Jamaal Tinsley may have provided the team with solid minutes in the wake of Mo Williams' absence this season, but that doesn't mean the Jazz should bring him back.
The 35-year-old point guard is in the twilight of his career, posting up just 3.9 points and 4.9 assists in 20.7 minutes per game. While his assist production and leadership have been great for the Jazz, his defense has been a liability.
According to MySynergySports.com, Tinsley has been taken advantage of in the pick and roll most often, allowing his offensive counterpart to score 43 percent of the time.
The Jazz need to be looking to get younger at the point guard position and should avoid re-signing Tinsley.

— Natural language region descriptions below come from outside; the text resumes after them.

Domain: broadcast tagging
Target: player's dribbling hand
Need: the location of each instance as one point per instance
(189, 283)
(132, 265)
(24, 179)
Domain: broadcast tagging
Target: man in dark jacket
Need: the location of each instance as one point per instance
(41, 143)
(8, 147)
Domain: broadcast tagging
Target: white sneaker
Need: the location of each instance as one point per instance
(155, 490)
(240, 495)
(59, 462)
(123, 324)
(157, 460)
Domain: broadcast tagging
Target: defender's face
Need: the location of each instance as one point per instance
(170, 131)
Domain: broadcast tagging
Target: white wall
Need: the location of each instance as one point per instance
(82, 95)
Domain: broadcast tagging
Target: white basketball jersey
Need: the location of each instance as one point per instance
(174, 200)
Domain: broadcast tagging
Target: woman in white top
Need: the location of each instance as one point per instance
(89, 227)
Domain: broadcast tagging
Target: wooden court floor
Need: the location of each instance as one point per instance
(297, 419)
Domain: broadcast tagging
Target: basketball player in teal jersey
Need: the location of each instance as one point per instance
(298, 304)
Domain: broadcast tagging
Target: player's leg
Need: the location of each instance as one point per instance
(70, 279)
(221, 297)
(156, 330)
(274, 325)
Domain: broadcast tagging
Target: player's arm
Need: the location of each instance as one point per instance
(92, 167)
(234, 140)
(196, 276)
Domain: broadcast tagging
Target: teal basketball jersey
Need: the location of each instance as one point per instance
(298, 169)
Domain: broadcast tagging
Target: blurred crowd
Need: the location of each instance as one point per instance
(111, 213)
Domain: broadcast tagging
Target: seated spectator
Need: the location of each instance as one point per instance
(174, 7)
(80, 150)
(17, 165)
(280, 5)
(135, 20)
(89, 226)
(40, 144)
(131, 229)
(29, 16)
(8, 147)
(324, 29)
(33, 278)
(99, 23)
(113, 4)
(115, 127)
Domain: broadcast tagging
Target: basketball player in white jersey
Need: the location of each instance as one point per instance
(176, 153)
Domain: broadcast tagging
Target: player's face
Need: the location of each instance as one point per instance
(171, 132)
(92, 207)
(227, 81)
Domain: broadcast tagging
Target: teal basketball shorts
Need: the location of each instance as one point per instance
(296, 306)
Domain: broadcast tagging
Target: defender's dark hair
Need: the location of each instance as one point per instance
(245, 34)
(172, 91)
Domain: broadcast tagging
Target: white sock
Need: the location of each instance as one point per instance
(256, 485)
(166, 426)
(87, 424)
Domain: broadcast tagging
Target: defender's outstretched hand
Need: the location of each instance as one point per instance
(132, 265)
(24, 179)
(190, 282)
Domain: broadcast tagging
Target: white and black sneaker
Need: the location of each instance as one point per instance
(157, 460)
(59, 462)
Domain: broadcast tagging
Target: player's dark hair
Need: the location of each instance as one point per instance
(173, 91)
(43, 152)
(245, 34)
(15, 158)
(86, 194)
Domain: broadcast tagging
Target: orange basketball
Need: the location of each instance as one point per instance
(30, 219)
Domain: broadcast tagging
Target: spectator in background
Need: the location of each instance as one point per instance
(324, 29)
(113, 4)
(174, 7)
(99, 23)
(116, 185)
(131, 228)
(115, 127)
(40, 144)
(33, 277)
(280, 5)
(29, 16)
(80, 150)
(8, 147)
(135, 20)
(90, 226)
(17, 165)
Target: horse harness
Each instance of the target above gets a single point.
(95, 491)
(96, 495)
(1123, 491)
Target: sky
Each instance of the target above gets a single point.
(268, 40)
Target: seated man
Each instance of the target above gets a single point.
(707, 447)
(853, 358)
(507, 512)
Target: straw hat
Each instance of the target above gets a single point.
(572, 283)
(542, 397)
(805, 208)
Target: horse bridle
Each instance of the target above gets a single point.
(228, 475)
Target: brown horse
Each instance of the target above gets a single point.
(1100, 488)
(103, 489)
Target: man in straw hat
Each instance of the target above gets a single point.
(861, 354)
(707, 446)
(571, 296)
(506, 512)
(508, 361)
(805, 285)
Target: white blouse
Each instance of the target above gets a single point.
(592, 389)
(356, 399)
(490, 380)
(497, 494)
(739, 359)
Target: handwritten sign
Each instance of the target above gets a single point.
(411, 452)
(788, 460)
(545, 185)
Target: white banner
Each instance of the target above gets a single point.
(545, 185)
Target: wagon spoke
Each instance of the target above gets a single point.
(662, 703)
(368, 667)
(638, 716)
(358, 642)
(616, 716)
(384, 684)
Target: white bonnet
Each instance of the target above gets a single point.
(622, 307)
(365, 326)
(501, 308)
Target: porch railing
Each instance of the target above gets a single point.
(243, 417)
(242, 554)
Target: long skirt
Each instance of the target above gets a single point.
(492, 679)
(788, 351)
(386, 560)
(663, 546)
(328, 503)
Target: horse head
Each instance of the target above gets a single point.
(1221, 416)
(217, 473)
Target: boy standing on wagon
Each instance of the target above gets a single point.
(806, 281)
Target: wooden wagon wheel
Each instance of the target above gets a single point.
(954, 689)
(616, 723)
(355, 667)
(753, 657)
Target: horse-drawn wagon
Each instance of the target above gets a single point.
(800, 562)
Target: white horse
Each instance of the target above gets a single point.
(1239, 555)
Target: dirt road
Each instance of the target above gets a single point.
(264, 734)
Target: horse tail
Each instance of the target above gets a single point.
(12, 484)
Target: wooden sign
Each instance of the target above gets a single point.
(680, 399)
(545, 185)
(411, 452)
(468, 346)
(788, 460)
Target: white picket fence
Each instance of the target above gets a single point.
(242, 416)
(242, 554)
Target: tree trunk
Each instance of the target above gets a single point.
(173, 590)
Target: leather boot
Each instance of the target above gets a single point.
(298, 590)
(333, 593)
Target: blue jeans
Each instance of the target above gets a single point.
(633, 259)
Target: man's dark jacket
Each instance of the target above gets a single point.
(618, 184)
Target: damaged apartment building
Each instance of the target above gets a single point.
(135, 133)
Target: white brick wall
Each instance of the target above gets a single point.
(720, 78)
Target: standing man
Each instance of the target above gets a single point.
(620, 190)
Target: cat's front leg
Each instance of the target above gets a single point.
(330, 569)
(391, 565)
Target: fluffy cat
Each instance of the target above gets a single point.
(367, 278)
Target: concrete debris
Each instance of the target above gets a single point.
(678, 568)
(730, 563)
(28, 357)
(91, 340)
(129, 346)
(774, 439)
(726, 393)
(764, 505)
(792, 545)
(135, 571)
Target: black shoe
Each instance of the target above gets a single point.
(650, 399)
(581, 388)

Watson has been great for Utah, but the team must move on.
Another backup point guard who could be on his way out at the end of the season is Earl Watson.
After re-signing with the team back in 2011, Watson has struggled, turning in his worst statistical season of his career in 2012 and now continuing that trend in 2013. He is currently averaging 1.9 points and 4.0 assists while shooting a terrible 31 percent from the field.
Although Watson has provided the Jazz with toughness and a defensive presence as a backup, it may be time to move on. With Alec Burks emerging as a capable guard this season, look for Utah to clear some space in its backcourt by letting Watson walk this offseason.
The Jazz should be making re-signing Foye a top priority.
Hoping to strengthen their perimeter shooting this past summer, the Jazz agreed to a one-year deal with former Clipper Randy Foye.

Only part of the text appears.